週に3回の利用があるヘビーユーザーです。病院の車でも送迎されていますが、車椅子に乗ったままだと送迎車に乗れないことが多くて、介護タクシーを利用されます。重度の患者、末期の人も多いです。

週3回、1回あたり3時間から4時間、人によってはそれ以上、盆正月なく、雨の日も風の日も欠かさず透析を受けないといけません。

今日は体調が悪いから、病院通いはお休み、なんて年寄りにまつわる笑い話がありますが、透析の人は体調に関わらず、休みなしです。

腎臓が機能しておらず、透析を中止すると血液に毒がたまって死んでしまうからです。

 

透析の通院を引き受けた介護タクシーの方も大変です。こちらも盆正月もないのですが、なによりも本人が通院を拒否することがあるのです。
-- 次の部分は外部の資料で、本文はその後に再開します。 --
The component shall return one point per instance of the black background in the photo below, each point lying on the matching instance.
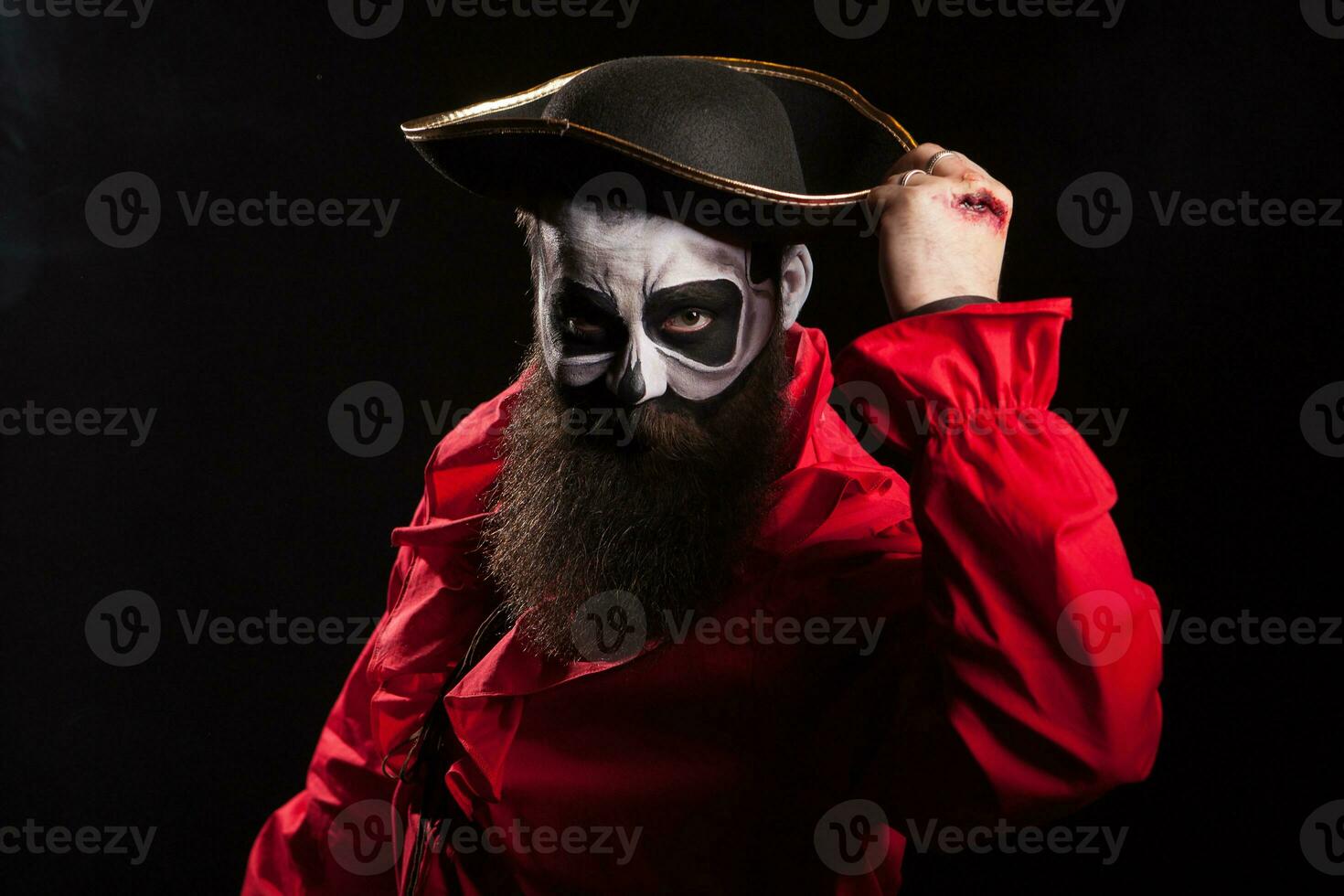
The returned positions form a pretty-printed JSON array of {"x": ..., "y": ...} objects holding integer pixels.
[{"x": 240, "y": 501}]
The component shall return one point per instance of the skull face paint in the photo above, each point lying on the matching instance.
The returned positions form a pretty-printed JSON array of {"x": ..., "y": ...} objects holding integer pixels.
[{"x": 648, "y": 304}]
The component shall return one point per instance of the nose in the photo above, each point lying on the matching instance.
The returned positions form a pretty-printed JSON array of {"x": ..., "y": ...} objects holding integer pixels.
[
  {"x": 631, "y": 389},
  {"x": 637, "y": 374}
]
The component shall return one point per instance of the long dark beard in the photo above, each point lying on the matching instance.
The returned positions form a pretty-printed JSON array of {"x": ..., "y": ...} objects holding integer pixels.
[{"x": 660, "y": 509}]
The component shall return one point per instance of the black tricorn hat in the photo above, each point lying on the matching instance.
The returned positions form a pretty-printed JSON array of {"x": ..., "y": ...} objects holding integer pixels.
[{"x": 757, "y": 145}]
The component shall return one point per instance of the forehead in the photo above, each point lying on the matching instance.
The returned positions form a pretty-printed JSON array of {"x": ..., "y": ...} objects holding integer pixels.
[{"x": 634, "y": 249}]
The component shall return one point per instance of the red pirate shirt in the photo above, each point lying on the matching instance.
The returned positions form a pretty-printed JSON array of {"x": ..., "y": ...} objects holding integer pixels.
[{"x": 964, "y": 647}]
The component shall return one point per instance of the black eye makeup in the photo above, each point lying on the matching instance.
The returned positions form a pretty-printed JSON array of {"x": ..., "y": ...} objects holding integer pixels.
[
  {"x": 698, "y": 320},
  {"x": 585, "y": 318}
]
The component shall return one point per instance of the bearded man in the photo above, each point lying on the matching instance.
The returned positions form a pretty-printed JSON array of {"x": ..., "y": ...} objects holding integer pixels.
[{"x": 660, "y": 624}]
毎朝、今日は休みと電話があったり、迎えに行ってもベッドから出てこなかったりしますと、普通の患者でしたら、じゃあ、今日はやめときましょう、キャンセル料ください。でいいんですが、透析患者の場合、本人の意向に関係なく通院させてくれという約束が、家族やケアマネージャーとできております。

かくして、布団を剥ぎ取り、罵詈雑言を浴びながら、ベッドから引きずり出して車椅子に乗せて連れて行くということになります。これ、嫌な仕事ですねー。
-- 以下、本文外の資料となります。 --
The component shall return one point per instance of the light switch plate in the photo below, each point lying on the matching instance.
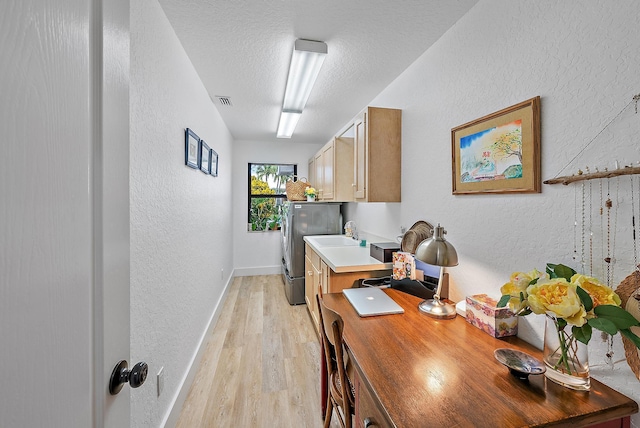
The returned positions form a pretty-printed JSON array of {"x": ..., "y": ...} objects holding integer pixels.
[{"x": 160, "y": 380}]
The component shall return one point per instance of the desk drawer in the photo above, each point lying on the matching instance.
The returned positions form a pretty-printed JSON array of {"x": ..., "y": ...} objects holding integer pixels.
[{"x": 368, "y": 412}]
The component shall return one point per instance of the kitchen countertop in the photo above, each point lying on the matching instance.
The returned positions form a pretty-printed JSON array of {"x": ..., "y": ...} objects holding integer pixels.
[{"x": 349, "y": 258}]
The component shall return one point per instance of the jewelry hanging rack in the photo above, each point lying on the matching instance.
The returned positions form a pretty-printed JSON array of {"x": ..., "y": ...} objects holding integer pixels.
[{"x": 581, "y": 176}]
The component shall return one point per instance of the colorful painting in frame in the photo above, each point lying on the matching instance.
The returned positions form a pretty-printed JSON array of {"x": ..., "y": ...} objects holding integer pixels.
[{"x": 498, "y": 153}]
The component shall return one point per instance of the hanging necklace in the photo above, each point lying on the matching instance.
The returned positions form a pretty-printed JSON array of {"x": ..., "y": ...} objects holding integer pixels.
[
  {"x": 590, "y": 228},
  {"x": 582, "y": 238},
  {"x": 602, "y": 227},
  {"x": 633, "y": 223},
  {"x": 575, "y": 224},
  {"x": 607, "y": 259}
]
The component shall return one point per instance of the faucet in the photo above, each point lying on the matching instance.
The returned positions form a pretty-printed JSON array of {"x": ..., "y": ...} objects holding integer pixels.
[{"x": 351, "y": 230}]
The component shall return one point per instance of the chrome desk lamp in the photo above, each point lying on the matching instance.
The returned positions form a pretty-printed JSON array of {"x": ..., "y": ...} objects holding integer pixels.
[{"x": 438, "y": 252}]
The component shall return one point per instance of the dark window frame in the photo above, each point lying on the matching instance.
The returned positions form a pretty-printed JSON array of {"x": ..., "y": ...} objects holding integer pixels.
[{"x": 279, "y": 198}]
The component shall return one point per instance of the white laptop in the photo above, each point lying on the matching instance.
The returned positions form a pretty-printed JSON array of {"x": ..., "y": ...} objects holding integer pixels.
[{"x": 370, "y": 301}]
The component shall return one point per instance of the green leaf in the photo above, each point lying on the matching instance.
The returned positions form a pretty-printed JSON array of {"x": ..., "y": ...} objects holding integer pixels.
[
  {"x": 560, "y": 271},
  {"x": 504, "y": 300},
  {"x": 621, "y": 318},
  {"x": 582, "y": 334},
  {"x": 587, "y": 301},
  {"x": 629, "y": 335},
  {"x": 550, "y": 270},
  {"x": 562, "y": 323},
  {"x": 604, "y": 324}
]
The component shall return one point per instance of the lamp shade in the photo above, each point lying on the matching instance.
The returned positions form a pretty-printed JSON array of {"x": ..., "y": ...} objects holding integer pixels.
[{"x": 436, "y": 250}]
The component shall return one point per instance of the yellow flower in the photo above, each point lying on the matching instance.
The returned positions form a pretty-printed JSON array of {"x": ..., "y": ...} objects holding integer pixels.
[
  {"x": 558, "y": 297},
  {"x": 518, "y": 283},
  {"x": 600, "y": 293}
]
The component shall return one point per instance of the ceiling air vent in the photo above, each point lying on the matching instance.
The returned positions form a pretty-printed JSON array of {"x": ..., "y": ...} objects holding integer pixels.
[{"x": 225, "y": 101}]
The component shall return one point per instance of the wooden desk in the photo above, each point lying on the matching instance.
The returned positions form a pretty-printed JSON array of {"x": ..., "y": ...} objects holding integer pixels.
[{"x": 415, "y": 371}]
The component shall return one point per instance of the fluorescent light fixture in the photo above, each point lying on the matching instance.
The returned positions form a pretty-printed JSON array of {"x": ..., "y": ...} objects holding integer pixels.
[
  {"x": 306, "y": 61},
  {"x": 287, "y": 124}
]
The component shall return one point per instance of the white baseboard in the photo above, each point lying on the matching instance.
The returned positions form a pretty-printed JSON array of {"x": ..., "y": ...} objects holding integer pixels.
[
  {"x": 261, "y": 270},
  {"x": 171, "y": 418}
]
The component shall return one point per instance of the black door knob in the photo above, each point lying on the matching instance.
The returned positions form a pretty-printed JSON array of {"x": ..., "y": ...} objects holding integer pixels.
[{"x": 121, "y": 375}]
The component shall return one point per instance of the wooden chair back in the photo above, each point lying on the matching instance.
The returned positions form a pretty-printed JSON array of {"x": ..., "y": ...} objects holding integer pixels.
[{"x": 341, "y": 396}]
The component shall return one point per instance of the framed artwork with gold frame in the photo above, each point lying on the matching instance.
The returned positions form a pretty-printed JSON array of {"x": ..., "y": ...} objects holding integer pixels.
[{"x": 498, "y": 153}]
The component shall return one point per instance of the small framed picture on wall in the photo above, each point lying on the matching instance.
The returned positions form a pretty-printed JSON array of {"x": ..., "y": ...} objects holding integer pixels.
[
  {"x": 191, "y": 149},
  {"x": 205, "y": 157},
  {"x": 214, "y": 163}
]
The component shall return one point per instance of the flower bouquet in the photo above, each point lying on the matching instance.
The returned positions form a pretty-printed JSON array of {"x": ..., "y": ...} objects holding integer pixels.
[
  {"x": 310, "y": 193},
  {"x": 574, "y": 304}
]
拘束はよく問題になりますが、強制連行はどうなんでしょね。

 

透析は一度始まると、死ぬまでやめられません。やめると死ぬもんで、病院の先生が殺人罪になってしまうからです。若い人なら腎移植という可能性はありますが、お年寄りでは、ないです。

透析をやめる選択ができるのは、透析を最初に勧められたときだけです。(このあたり、人道上の問題とか、倫理観とか、医学の進歩とか、医療機関の利権とか、複雑に絡まっているようです。)

 

糖尿病から人工透析になる人が多いです。若い頃からの食生活の乱れ、接待漬けで暴飲暴食、運動不足の人は糖尿病になる恐れが高いです。
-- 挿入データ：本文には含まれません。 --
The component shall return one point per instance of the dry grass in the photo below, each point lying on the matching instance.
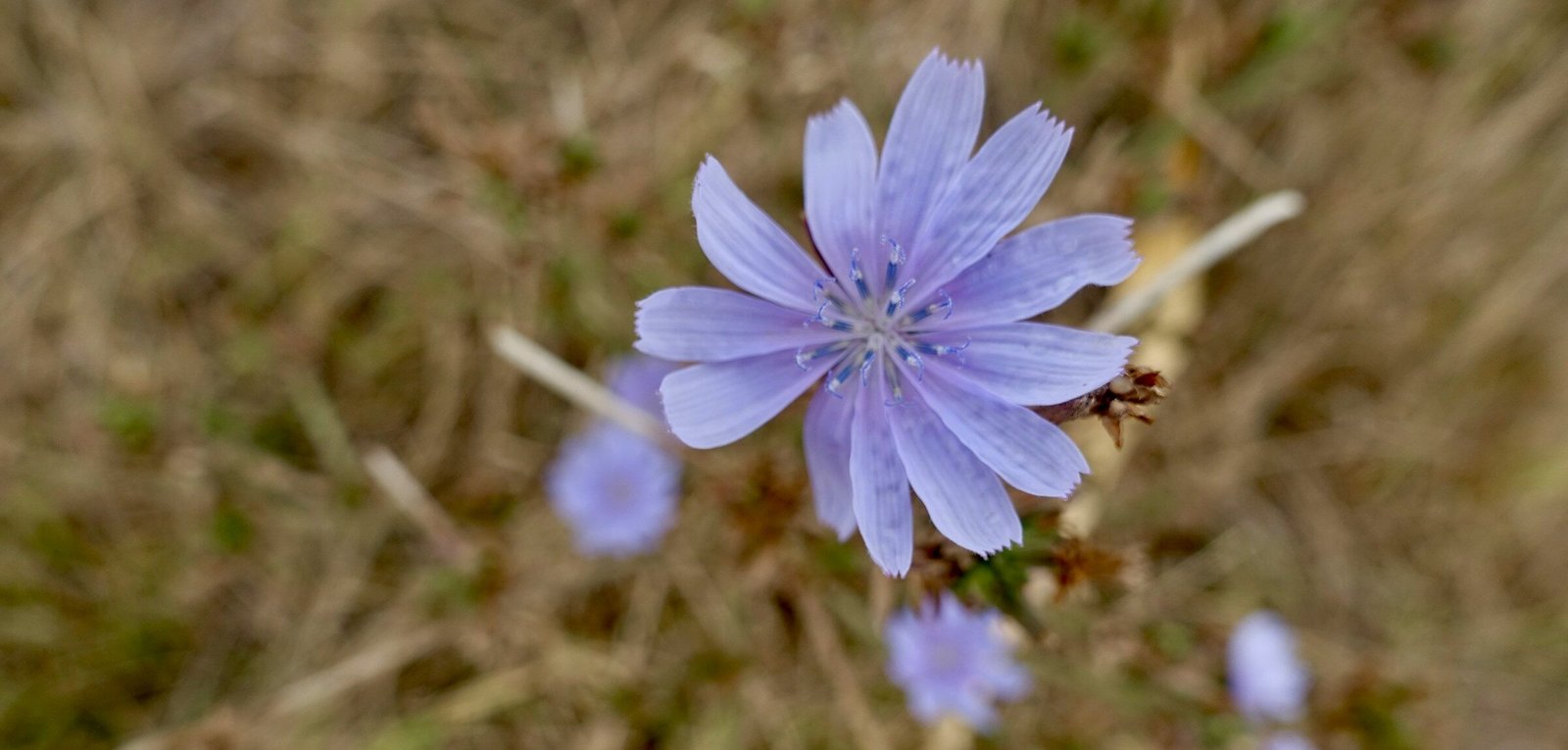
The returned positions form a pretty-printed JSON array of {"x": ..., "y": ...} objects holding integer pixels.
[{"x": 240, "y": 242}]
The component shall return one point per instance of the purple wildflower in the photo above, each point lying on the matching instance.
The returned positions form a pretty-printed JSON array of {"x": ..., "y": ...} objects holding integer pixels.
[
  {"x": 913, "y": 322},
  {"x": 615, "y": 488},
  {"x": 953, "y": 661},
  {"x": 1267, "y": 681}
]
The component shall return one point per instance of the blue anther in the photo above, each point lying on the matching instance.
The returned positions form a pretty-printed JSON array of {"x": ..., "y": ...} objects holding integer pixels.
[
  {"x": 941, "y": 349},
  {"x": 836, "y": 381},
  {"x": 804, "y": 355},
  {"x": 946, "y": 306},
  {"x": 857, "y": 275},
  {"x": 894, "y": 261},
  {"x": 911, "y": 360},
  {"x": 896, "y": 388},
  {"x": 896, "y": 300},
  {"x": 866, "y": 366}
]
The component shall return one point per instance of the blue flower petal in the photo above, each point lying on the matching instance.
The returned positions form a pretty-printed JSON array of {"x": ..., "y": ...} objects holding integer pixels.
[
  {"x": 712, "y": 325},
  {"x": 1026, "y": 449},
  {"x": 929, "y": 141},
  {"x": 1037, "y": 365},
  {"x": 749, "y": 247},
  {"x": 1042, "y": 267},
  {"x": 715, "y": 404},
  {"x": 827, "y": 436},
  {"x": 961, "y": 494},
  {"x": 993, "y": 195},
  {"x": 882, "y": 488},
  {"x": 841, "y": 185}
]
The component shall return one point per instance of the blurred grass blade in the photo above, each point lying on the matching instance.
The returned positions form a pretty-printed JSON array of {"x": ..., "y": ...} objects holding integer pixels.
[
  {"x": 1211, "y": 248},
  {"x": 572, "y": 384}
]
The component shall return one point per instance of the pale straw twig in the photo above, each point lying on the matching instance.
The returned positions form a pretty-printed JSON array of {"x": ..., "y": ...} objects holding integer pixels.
[
  {"x": 415, "y": 501},
  {"x": 572, "y": 384},
  {"x": 1222, "y": 240}
]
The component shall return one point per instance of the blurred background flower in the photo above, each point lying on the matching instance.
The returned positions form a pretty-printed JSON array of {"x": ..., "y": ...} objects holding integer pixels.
[
  {"x": 1267, "y": 681},
  {"x": 953, "y": 661},
  {"x": 616, "y": 490}
]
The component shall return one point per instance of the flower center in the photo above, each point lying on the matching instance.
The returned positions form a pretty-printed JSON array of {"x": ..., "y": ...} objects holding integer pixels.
[{"x": 875, "y": 325}]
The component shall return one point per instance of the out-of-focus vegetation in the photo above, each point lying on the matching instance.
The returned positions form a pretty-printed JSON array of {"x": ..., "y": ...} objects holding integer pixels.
[{"x": 243, "y": 240}]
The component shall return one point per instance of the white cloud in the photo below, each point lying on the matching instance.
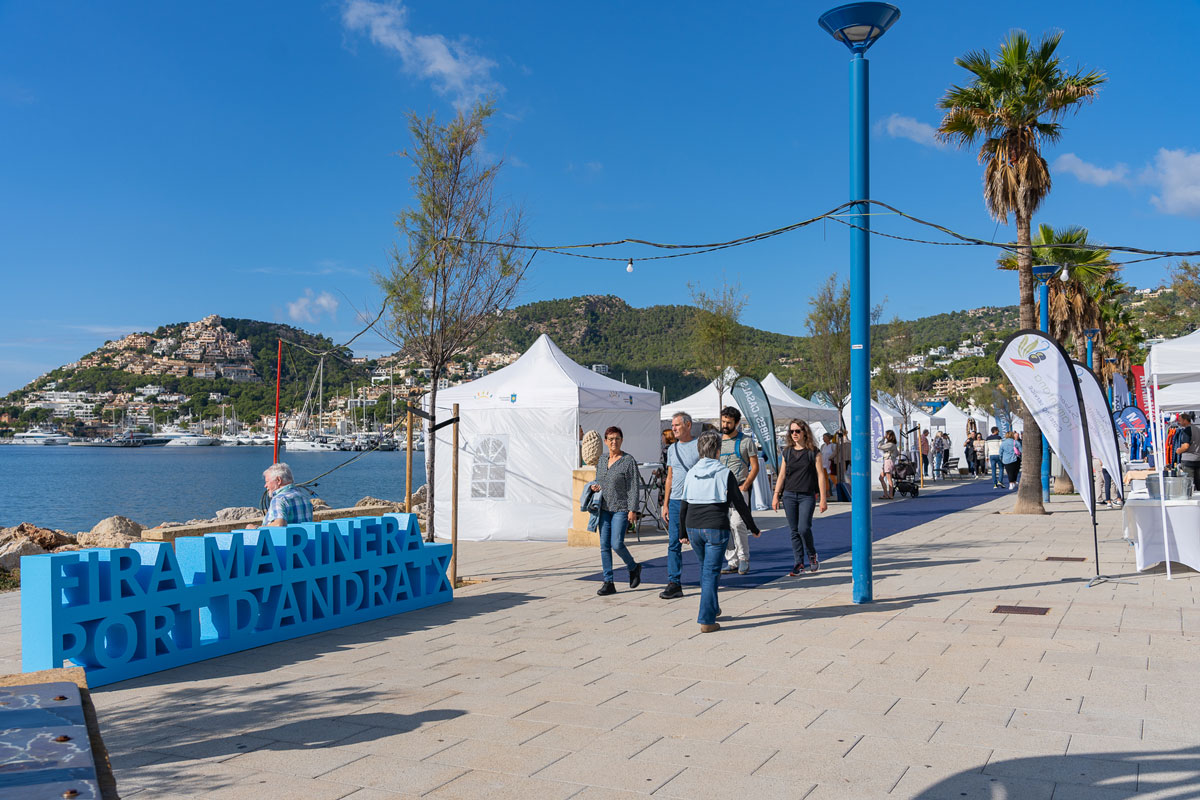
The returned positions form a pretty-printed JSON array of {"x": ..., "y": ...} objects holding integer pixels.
[
  {"x": 1176, "y": 174},
  {"x": 906, "y": 127},
  {"x": 1073, "y": 164},
  {"x": 454, "y": 68},
  {"x": 309, "y": 306}
]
初期は自覚症状がなくて、健康診断で引っかかっても成人病の指導を受けず、すっかり進行してから後悔するんですが、そのときはもう手遅れです。完治はしませんので、インスリン注射などで症状を抑えるだけです。

病気が進行すると、人工透析、失明、足の切断など、恐ろしいことになっていきます。

こういう患者さんを常日頃見ていますので、節制と運動は大切だなあと思ったりします。